Note the conversion to decimal?. You'll get an empty result if there are none (just handle that after the fact - I'm mainly illustrating how to stop the exception). I also made "non-zero" use != rather than >.

Marc Gravell
interesting. I can't work out how this would avoid an empty list but I'll give it a try
Chris Simpson
Try it: `decimal? result = (new decimal?[0]).Min();` gives `null`
Marc Gravell
and perhaps then use ?? 0 to get the desired result?
Lette
It definitely works. I've just built a unit test to try it out, but I'm going to have to take 5 minutes working out why the result of the select is a single null value rather than an empty list (it's possible my sql background confusing me). Thanks for this.
Chris Simpson
@Lette, if I change it to: decimal result1 = .....Min() ?? 0; this works too, so thanks for your input.
Chris Simpson
+10  A: 

What you want is this:

IEnumerable<double> results = ... your query ...

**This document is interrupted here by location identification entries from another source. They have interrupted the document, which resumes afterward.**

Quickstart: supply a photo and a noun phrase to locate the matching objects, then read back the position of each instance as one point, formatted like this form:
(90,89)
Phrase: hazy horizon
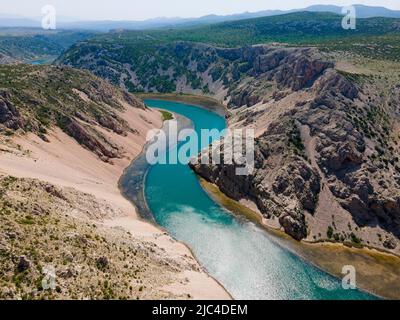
(151,9)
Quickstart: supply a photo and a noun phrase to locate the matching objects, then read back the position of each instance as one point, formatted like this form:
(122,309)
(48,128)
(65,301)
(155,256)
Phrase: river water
(248,261)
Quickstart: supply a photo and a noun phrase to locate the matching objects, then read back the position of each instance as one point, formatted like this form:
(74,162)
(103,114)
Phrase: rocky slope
(72,100)
(327,156)
(54,237)
(66,137)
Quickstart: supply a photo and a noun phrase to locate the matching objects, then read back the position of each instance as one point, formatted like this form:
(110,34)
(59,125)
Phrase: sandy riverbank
(377,272)
(63,162)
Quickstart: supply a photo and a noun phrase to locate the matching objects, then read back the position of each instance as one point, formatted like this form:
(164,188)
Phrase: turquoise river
(248,261)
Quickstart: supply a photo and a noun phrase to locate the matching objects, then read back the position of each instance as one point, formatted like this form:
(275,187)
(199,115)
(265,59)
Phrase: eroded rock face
(75,101)
(9,115)
(282,185)
(353,153)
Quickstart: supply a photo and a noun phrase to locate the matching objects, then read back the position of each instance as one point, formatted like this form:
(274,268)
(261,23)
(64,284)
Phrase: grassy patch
(166,115)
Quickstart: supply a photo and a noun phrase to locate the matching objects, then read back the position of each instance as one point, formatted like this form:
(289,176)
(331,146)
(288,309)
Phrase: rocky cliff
(324,138)
(327,156)
(35,99)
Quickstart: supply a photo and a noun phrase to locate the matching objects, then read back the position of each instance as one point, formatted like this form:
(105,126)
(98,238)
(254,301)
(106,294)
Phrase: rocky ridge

double result = results.MinOrDefault();

Well, MinOrDefault() does not exist. But if we were to implement it ourselves it would look something like this:

public static class EnumerableExtensions
{
    public static T MinOrDefault<T>(this IEnumerable<T> sequence)
    {
        if (sequence.Any())
        {
            return sequence.Min();
        }
        else
        {
            return default(T);
        }
    }
}

However, there is functionality in System.Linq that will produce the same result (in a slightly different way):

double result = results.DefaultIfEmpty().Min();

If the results sequence contains no elements, DefaultIfEmpty() will produce a sequence containing one element - the default(T) - which you subsequently can call Min() on.

If the default(T) is not what you want, then you could specify your own default with:

double myDefault = ...
double result = results.DefaultIfEmpty(myDefault).Min();

Now, that's neat!

Lette
damn, that's so obvious now you say it, thank you. I may actually go with: ...DefaultIfEmpty(decimal.MaxValue).Min()
Chris Simpson
I like your answer best. I think the other solution might be much slower because of boxing/unboxing.